COVID-19 salgını değişiminizi tetiklesin

Altı sene kadar önce günübirlik Bursa’ya gitmiştim. Facebook’taki yer bildirimimi gören 50 yıllık bir arkadaşım beni aradı ve “Buluşup görüşebilsek ne güzel olur” dedi. İkimizin de programı birbirine uymadığı için görüşemedik, bir yıl sonra ölüm haberini aldım. Geçenlerde 45 yıllık bir arkadaşımı kaybettim, en son 3 sene önce bir sınıf yemeğinde görüşmüştük. Peki, bu görüşüp birlikte değerlendirmediğimiz zamanda ne yaptık? Elimizde ne var hep aynı itişmeden başka?

Pek ne yapalım? Kendimizi değişime nasıl hazırlayalım? Pandemi öncesindeki günlere mi dönelim, yoksa doğa gibi biz de mi değişelim ve yenilenelim?

Şu pandemi yorgunluğu günlerinde önce değişmeye niyetiniz var mı, buna karar verin.
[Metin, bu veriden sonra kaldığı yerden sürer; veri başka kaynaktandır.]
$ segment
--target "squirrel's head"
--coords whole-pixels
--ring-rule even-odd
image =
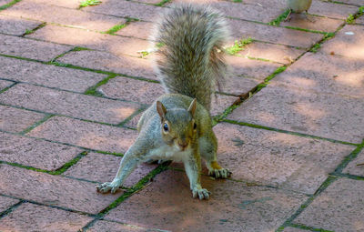
[[[161,102],[157,102],[162,138],[167,144],[175,146],[181,151],[191,147],[197,132],[197,125],[195,122],[196,104],[196,99],[193,99],[187,110],[166,109]]]

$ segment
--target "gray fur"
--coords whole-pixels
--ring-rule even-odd
[[[164,45],[156,68],[167,93],[197,98],[210,109],[211,95],[227,75],[227,28],[223,16],[206,5],[178,5],[162,17],[153,40]]]

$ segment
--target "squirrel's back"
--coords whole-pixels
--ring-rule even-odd
[[[197,98],[207,110],[216,86],[227,75],[223,45],[229,37],[223,16],[206,5],[177,5],[160,19],[153,40],[157,72],[167,93]]]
Sonrasında aşağıdaki şu sorulara yanıt verin ve ona göre planlamanızı yapın.

  • Ben kimim?
  • Ben kim olmak istiyorum?
  • Hayattaki amacım nedir?
  • Beni mutlu eden şeyler nelerdir?
  • Zamanımı ve enerjimi nerede harcamalıyım?
  • Zmanımı ve nerjimi kiminle harcamalıyım?
  • Hayatımı anlamlı hale getirecek olan nedir? Daha çok eğlence mi yoksa daha çok tatmin mi?

Şu sırada hazır evdesiniz ve vaktiniz var. İbni Haldun “İnsan zihni bir değirmene benzer, öğütecek bir şey bulamazsa kendi kendini öğütür” demiş. Önce sorunlarınızı kısa süre için bir tarafa bırakın. Evde kendinize boş bir oda seçin, düşük sesli yumuşak bir müzik açın, telefonunuzu bir kenara koyun, arkanıza yaslanıp bacaklarınızı uzatın ve en az yarım saat hiç bir şey yapmadan oturun. Hayal kurun, ne kadar aptalca olursa olsun.

Bu yazıda anlatılanlar bilgilendirme amaçlıdır. Tanı ve tedavi için doktorunuzun önerileri çerçevesinde hareket ediniz.